The monk looked at him with some concern and reached out a hand to feel his pulse. ‘His breathing is becoming very shallow. I think that perhaps the blood in his spine is rising towards his brain.’
‘What about that ironmaster?’ asked John, urgently. ‘I am sure he was the one who made the copies of the keys?’
‘Yes, we were afraid that he might betray us, as he was asking for a larger reward, so Simon said he had to go.’
‘And you did it?’ rasped the coroner.
‘Yes, God forgive me. He was too much of a risk.’
His face was very pale now and his lips were taking on a violet hue, so John hurried on. ‘And the canon, what of his death?’
‘He said that as he had taken all the risks in taking the treasure from the Tower, he also should have a greater share. We had agreed to split it three ways, but he wanted a half share. Aubrey and I decided that if there were going to be half shares, we should have one each. I arranged to meet him at the Falcon and I slipped a large dose of foxglove into his food.’
‘Where did you get that?’ demanded Gwyn.
Ranulf managed a slight shrug. ‘William got it somewhere. Any shady apothecary will sell you anything, if the price is right. I think he told the man he wanted to get rid of a sick dog.’

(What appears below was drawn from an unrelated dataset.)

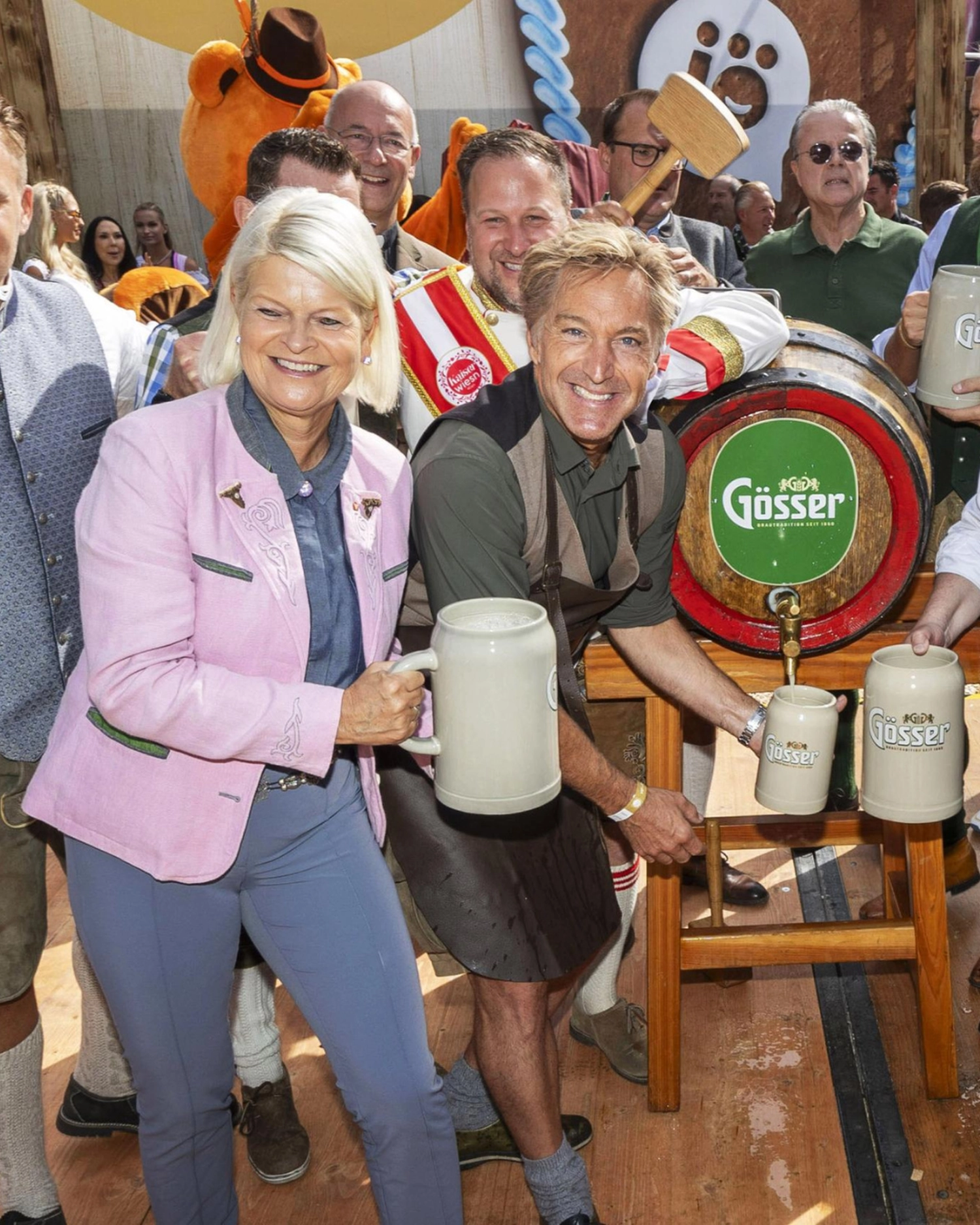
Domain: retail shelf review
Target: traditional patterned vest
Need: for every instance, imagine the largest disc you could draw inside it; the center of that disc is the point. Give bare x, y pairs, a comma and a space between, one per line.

John looked across at Gwyn and they both shook their heads in wonder. The cunning, deviousness and lack of honour shown by two knights of the realm and an ordained canon was beyond belief. All for the love of money and the things it could buy.
‘Have you done with your questions, Sir John?’ asked the monk. ‘I think this man, evil though he has been, has had enough for the moment.’
Ranulf certainly looked as if he was at death’s door; rising, John had one last question.
‘You were prepared to attack me to get the keys — so was it you who tried to strangle me in the chapel crypt and then fell me with an arrow at Greenford?’
Even in his failing condition, Ranulf managed to look astonished. ‘Why should I want to do that? I know nothing of those incidents, Sir John, as God is my judge.’
Though John would not now have believed anything the rogue said, there was ring of sincerity about the denial.
‘God soon will be your judge, Ranulf! You have caused deaths, a great deal of distress and besmirched the name of the knighthood you hold. I hope that you have sufficient remorse to allow God in heaven to show you some compassion.’
He walked out with Gwyn behind him, into the sunlight of the large precinct around the hospital. Then he stopped and looked down sadly at the ground between his feet.
‘I have not come out of this well, Gwyn! I was given charge of those bloody keys and I failed, even though it was but for a few moments. Those cunning bastards outmanoeuvred me and once again I have betrayed my king.’
Gwyn began to demur, but de Wolfe raised a hand to silence him. ‘This makes me all the more determined in what I had planned to do,’ he declared obscurely. ‘I need to see Hubert Walter as soon as possible, tell him how this business has turned out — and then tell him I no longer feel able to keep the post of coroner.’